The conflict stretched all the way back to the time of David and the divided kingdoms of north and south, and was exacerbated by the way the Promised Land was resettled after the exile. But Jews and Samaritans were at root cousins — albeit mutually despised cousins, the ones you didn’t invite to Thanksgiving dinner. They worshiped the same God, albeit in different places. And the Samaritans, who only recognized the books of Moses as Scripture, were waiting for the prophet that Moses had promised (Deut 18:15-19), or perhaps for Moses himself to return as their deliverer.
What would happen, then, when Jesus came through the neighborhood?
It didn’t go well.
As Jesus and his entourage entered a Samaritan village, the Samaritans rejected him because he was headed toward Jerusalem. Seeing that, James and John humbly and lovingly asked Jesus if they should call down fire from heaven to teach those sinful Samaritans a lesson.
Jesus scolded them, and everyone moved on.
But the lesson wasn’t over. Soon thereafter, probably as Jesus approached Jerusalem, an expert in the Law tested Jesus by asking him what he had to do to have eternal life (Luke 10:25). Jesus, like a good rabbi, flipped the question around, and asked the lawyer what he thought was the answer. The lawyer’s answer was sound: love God with everything you’ve got, and love your neighbor as yourself.
“Right,” Jesus replied. “Now just go do it.”
But the man wasn’t done asking questions. Maybe he felt uncomfortable that the spotlight had been thrown on his own personal piety. Maybe he felt annoyed that Jesus had slipped too easily out of his rhetorical trap. Maybe both.
So the next question, I imagine, was more arrogant: “All right then, Mr. Smarty Pants, tell me this — who is my neighbor?” An honest question would have been about how to love; the lawyer’s question was about whom he was obligated to love.
Jesus turned the question inside out by telling a story about neighborliness. And to make his point, he made a Samaritan the hero of the story.

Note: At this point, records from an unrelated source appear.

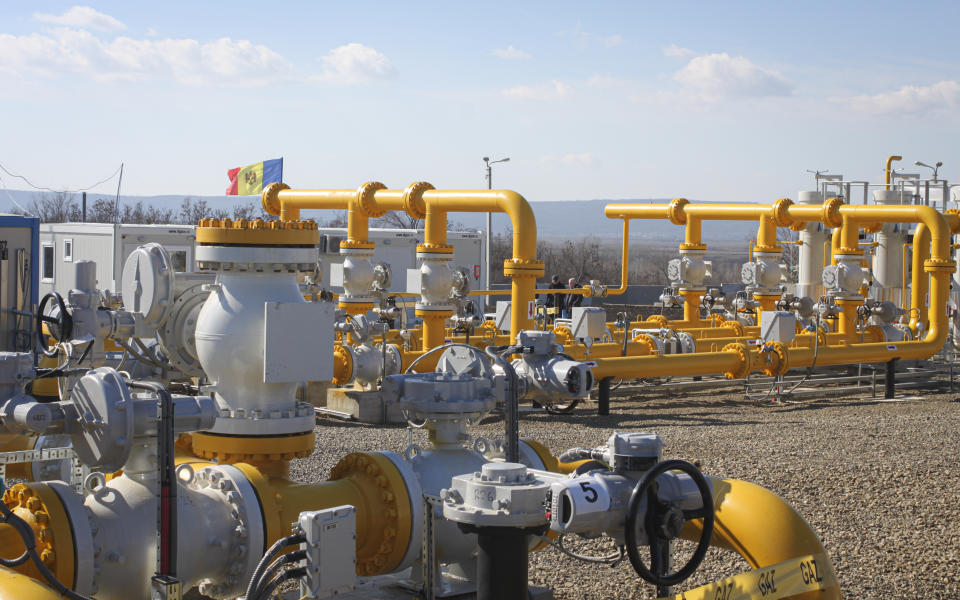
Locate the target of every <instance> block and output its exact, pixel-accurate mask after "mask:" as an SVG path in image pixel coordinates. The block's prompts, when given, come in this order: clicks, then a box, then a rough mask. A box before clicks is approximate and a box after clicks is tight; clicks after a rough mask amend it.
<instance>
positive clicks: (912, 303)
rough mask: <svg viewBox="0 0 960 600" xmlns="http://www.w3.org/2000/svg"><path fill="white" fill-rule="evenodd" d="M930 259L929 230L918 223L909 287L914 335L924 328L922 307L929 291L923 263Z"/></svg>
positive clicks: (910, 311)
mask: <svg viewBox="0 0 960 600" xmlns="http://www.w3.org/2000/svg"><path fill="white" fill-rule="evenodd" d="M928 258H930V230H929V229H928V228H927V226H926V225H924V224H923V223H920V224H919V225H917V229H916V230H915V231H914V232H913V260H912V261H910V263H911V265H910V268H911V270H912V271H913V272H912V273H911V277H912V279H911V286H910V314H909V317H910V321H909V325H908V326H909V327H910V331H912V332H913V333H914V335H916V334H917V333H918V332H919V330H920V328H921V327H926V326H927V325H928V323H926V322H925V319H924V314H923V312H922V310H923V309H922V307H924V306H926V305H927V292H928V291H929V281H930V274H929V273H927V272H926V271H925V270H924V268H923V263H924V262H925V261H926V260H927V259H928Z"/></svg>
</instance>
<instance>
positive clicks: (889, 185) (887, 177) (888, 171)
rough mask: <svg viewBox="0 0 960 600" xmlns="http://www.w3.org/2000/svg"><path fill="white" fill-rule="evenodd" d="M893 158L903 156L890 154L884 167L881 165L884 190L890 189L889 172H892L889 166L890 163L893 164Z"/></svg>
mask: <svg viewBox="0 0 960 600" xmlns="http://www.w3.org/2000/svg"><path fill="white" fill-rule="evenodd" d="M895 160H903V157H902V156H897V155H895V154H892V155H890V156H888V157H887V163H886V165H884V167H883V184H884V188H883V189H885V190H889V189H890V180H891V174H892V170H891V168H890V165H891V164H893V161H895Z"/></svg>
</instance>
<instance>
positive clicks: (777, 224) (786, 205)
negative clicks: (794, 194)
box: [772, 198, 793, 227]
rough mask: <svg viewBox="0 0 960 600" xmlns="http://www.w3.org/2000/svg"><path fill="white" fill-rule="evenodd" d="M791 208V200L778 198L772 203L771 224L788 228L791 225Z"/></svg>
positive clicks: (792, 219) (781, 226)
mask: <svg viewBox="0 0 960 600" xmlns="http://www.w3.org/2000/svg"><path fill="white" fill-rule="evenodd" d="M791 206H793V200H791V199H790V198H778V199H777V201H776V202H774V203H773V215H772V216H773V224H774V225H776V226H777V227H790V226H791V225H793V217H791V216H790V207H791Z"/></svg>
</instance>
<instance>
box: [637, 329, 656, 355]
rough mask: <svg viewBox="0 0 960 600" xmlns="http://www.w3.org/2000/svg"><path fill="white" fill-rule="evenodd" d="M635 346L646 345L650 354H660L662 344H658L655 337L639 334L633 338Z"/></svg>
mask: <svg viewBox="0 0 960 600" xmlns="http://www.w3.org/2000/svg"><path fill="white" fill-rule="evenodd" d="M630 341H631V342H633V343H634V344H646V345H647V352H648V353H649V354H660V344H658V343H657V342H656V341H655V340H654V339H653V337H651V336H650V335H649V334H646V333H638V334H637V335H635V336H633V339H632V340H630Z"/></svg>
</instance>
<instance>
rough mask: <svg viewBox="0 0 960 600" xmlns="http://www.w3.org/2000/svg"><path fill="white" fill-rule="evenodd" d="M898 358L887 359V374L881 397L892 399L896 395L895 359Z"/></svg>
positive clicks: (883, 386)
mask: <svg viewBox="0 0 960 600" xmlns="http://www.w3.org/2000/svg"><path fill="white" fill-rule="evenodd" d="M898 360H899V359H897V358H893V359H890V360H889V361H887V376H886V378H885V379H884V382H883V397H884V398H885V399H887V400H891V399H893V398H894V397H895V396H896V395H897V389H896V386H897V376H896V371H897V361H898Z"/></svg>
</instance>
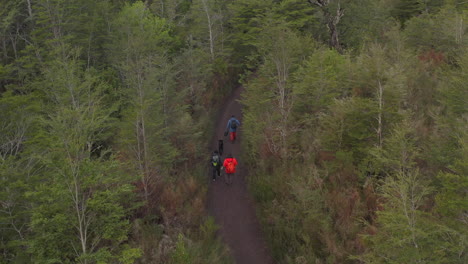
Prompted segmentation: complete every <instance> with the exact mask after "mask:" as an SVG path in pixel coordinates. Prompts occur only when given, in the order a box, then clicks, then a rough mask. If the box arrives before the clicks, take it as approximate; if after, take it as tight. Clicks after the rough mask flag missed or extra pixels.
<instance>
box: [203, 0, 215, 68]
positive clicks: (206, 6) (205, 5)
mask: <svg viewBox="0 0 468 264" xmlns="http://www.w3.org/2000/svg"><path fill="white" fill-rule="evenodd" d="M201 2H202V5H203V11H205V14H206V18H207V22H208V32H209V34H210V54H211V60H212V61H213V60H214V38H213V24H212V22H211V16H210V12H209V9H208V4H207V3H206V0H201Z"/></svg>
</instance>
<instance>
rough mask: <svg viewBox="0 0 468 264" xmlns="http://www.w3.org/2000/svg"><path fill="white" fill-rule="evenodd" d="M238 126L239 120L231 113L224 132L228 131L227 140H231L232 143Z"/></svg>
mask: <svg viewBox="0 0 468 264" xmlns="http://www.w3.org/2000/svg"><path fill="white" fill-rule="evenodd" d="M239 126H240V122H239V120H237V119H236V117H235V116H234V115H232V116H231V118H230V119H229V121H228V123H227V126H226V133H227V132H228V131H229V140H231V142H232V143H234V140H236V137H237V135H236V131H237V128H238V127H239Z"/></svg>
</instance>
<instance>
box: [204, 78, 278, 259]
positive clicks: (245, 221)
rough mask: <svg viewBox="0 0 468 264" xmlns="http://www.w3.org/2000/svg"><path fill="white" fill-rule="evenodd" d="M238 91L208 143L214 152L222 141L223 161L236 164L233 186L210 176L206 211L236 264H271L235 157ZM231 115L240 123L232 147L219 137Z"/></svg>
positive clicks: (232, 99)
mask: <svg viewBox="0 0 468 264" xmlns="http://www.w3.org/2000/svg"><path fill="white" fill-rule="evenodd" d="M242 91H243V88H242V87H239V88H237V89H236V90H235V91H234V92H233V94H232V95H231V97H230V98H229V99H228V100H227V101H226V102H225V104H224V107H223V108H222V110H221V111H222V114H220V115H219V117H218V120H217V125H216V137H215V138H214V139H213V143H212V144H211V146H212V148H213V149H216V148H217V146H218V139H224V153H223V159H224V158H225V157H226V155H227V154H229V153H232V155H233V156H234V157H235V158H236V159H237V160H238V162H239V165H238V167H237V170H236V174H235V175H234V177H233V183H232V184H231V185H229V186H228V185H226V184H225V182H224V174H222V176H221V178H218V179H217V180H216V181H215V182H211V175H210V176H209V177H210V186H209V189H208V211H209V212H210V214H211V215H213V216H214V218H215V221H216V223H217V224H218V225H219V226H220V230H219V234H220V235H221V237H222V239H223V241H224V242H225V243H226V244H227V245H228V246H229V248H230V249H231V252H232V254H233V256H234V258H235V260H236V263H239V264H264V263H265V264H271V263H273V259H272V257H271V255H270V254H269V250H268V248H267V245H266V243H265V241H264V239H263V235H262V232H261V230H260V225H259V223H258V220H257V216H256V214H255V208H254V204H253V202H252V197H250V194H249V193H248V191H247V185H246V181H245V172H246V170H245V169H244V166H243V164H244V162H243V160H242V159H241V158H240V157H239V154H240V144H241V142H242V137H243V134H242V126H243V122H242V112H241V105H240V103H239V102H238V99H240V94H241V92H242ZM231 115H235V116H236V118H237V119H239V121H240V122H241V126H240V127H239V129H238V138H237V140H236V142H235V143H234V144H231V143H230V142H229V140H228V137H224V136H223V133H224V130H225V128H226V124H227V121H228V120H229V118H230V117H231ZM210 173H211V171H210Z"/></svg>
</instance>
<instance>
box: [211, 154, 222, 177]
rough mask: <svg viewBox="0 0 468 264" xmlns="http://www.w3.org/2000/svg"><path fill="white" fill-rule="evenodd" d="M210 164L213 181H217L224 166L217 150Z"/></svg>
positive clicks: (212, 156) (213, 154)
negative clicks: (221, 168)
mask: <svg viewBox="0 0 468 264" xmlns="http://www.w3.org/2000/svg"><path fill="white" fill-rule="evenodd" d="M210 163H211V170H212V176H213V181H216V175H218V177H219V176H221V165H222V160H221V156H220V155H219V152H218V151H217V150H215V151H213V154H212V155H211V161H210Z"/></svg>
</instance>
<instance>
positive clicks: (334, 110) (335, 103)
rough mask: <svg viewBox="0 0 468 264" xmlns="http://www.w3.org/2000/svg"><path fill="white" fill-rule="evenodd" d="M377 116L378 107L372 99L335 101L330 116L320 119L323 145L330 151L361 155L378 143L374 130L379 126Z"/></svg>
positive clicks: (330, 107)
mask: <svg viewBox="0 0 468 264" xmlns="http://www.w3.org/2000/svg"><path fill="white" fill-rule="evenodd" d="M376 116H377V106H376V104H375V103H374V102H372V101H371V100H368V99H361V98H349V99H345V100H335V101H334V103H333V105H331V106H330V113H329V114H324V115H323V116H322V117H321V120H320V122H321V131H322V132H321V133H322V135H323V136H322V137H321V138H322V139H323V146H324V147H325V148H326V149H330V150H337V149H344V150H353V152H355V153H356V154H357V155H359V156H361V155H362V154H363V153H364V152H365V151H366V149H367V148H368V147H370V146H372V145H373V143H374V142H376V136H375V131H374V129H373V128H375V127H376V126H377V124H376V120H375V117H376ZM325 135H326V136H325Z"/></svg>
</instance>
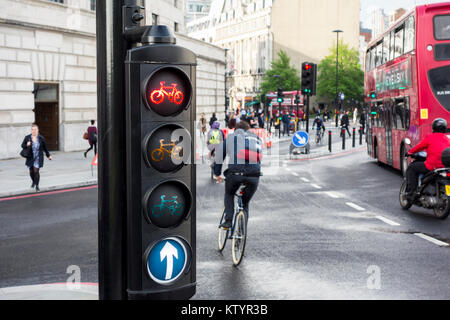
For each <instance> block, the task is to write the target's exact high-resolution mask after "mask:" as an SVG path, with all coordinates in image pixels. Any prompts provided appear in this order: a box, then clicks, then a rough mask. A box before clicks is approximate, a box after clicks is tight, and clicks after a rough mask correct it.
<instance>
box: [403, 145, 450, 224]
mask: <svg viewBox="0 0 450 320" xmlns="http://www.w3.org/2000/svg"><path fill="white" fill-rule="evenodd" d="M406 143H407V144H408V145H410V144H411V141H410V140H409V139H407V141H406ZM444 153H445V154H444ZM444 153H443V159H444V157H446V156H448V150H445V151H444ZM410 157H412V158H413V159H414V162H416V161H422V162H423V161H425V160H426V159H427V153H426V152H419V153H416V154H414V155H411V156H410ZM443 163H444V165H446V166H449V164H448V163H447V161H445V162H444V161H443ZM406 190H407V181H406V177H405V178H404V180H403V184H402V186H401V188H400V196H399V198H400V206H401V207H402V209H403V210H409V209H410V208H411V207H412V206H413V205H416V206H419V207H422V208H425V209H433V211H434V215H435V216H436V217H437V218H439V219H442V220H444V219H446V218H447V217H448V216H449V214H450V166H449V167H448V168H441V169H436V170H434V171H431V172H429V173H427V174H425V175H423V174H422V175H419V184H418V187H417V190H416V192H417V194H418V196H417V197H416V200H415V201H414V202H412V201H410V200H409V199H408V198H407V192H406Z"/></svg>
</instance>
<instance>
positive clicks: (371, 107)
mask: <svg viewBox="0 0 450 320" xmlns="http://www.w3.org/2000/svg"><path fill="white" fill-rule="evenodd" d="M370 111H371V112H370V122H371V127H377V124H376V119H377V109H376V105H375V103H372V104H371V106H370Z"/></svg>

The so-called Parable of the Good Samaritan (Luke 10:30-37) is one of the best known and best loved of Jesus’ teaching tales. In it, a priest and a Levite have the chance to help a badly wounded stranger but refuse. Only a hated Samaritan has the compassion to help the man, even at risk to himself. By the end of the parable, the cagey lawyer was forced to acknowledge that God’s idea of neighbor-love — maybe, just maybe — might include mercy toward one’s enemies.
Note that Jesus told the story this way despite being unwelcome in Samaria himself. In that way, he embodied the neighbor-love of which he spoke. The gospel that would later be preached in his name would have to model the same love, the same breaking down of age-old rivalries and ethnic boundaries.